In den vergangenen Monaten hatte es bereits mehrere Wechsel im Management gegeben. Zuletzt war Vertriebschef Walter Rieck nach nur wenigen Monaten bei Opel ausgeschieden. Dem ehemaligen VW-Manager war nicht gelungen, die Absatzrückgang zu stoppen. Opel wurde zuletzt übergangsweise von dem Sanierungsexperten Thomas Sedran geleitet, der diesen Posten zusätzlich zu seiner Aufgabe als Strategievorstand übernommen hatte. Diese Rolle soll Sedran behalten.
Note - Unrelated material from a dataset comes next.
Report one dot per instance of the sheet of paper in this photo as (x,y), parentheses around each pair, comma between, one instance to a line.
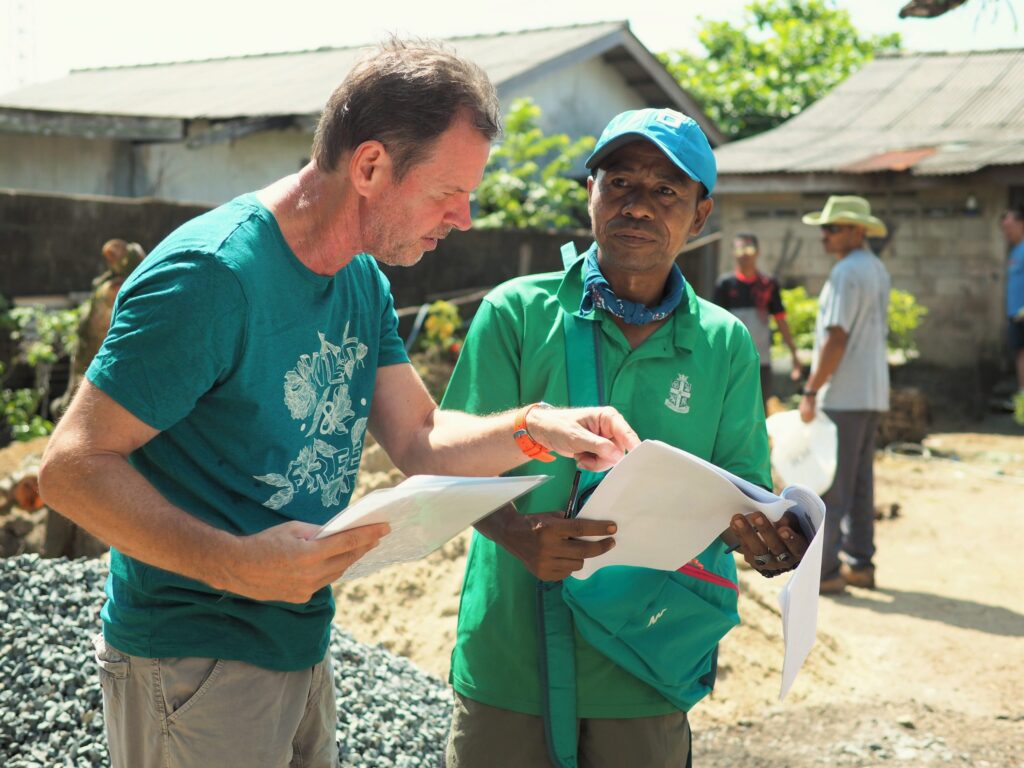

Opel macht die Absatzmisere in Südeuropa besonders schwer zu schaffen, weil dem Unternehmen ein Vordringen in andere, lukrativere Regionen von der Konzernmutter weitgehend verwehrt wird. Opel kann die Produktion nach Gewerkschaftsangaben nur zu 50 Prozent auslasten, wodurch die Kosten das Unternehmen zu erdrücken drohen. Für das vergangene Jahr werden das Rüsselsheimer Traditionsunternehmen und seine britische Schwestermarke Vauxhall wohl Verluste von bis zu 1,4 Milliarden Euro an die Konzernmutter in Detroit melden.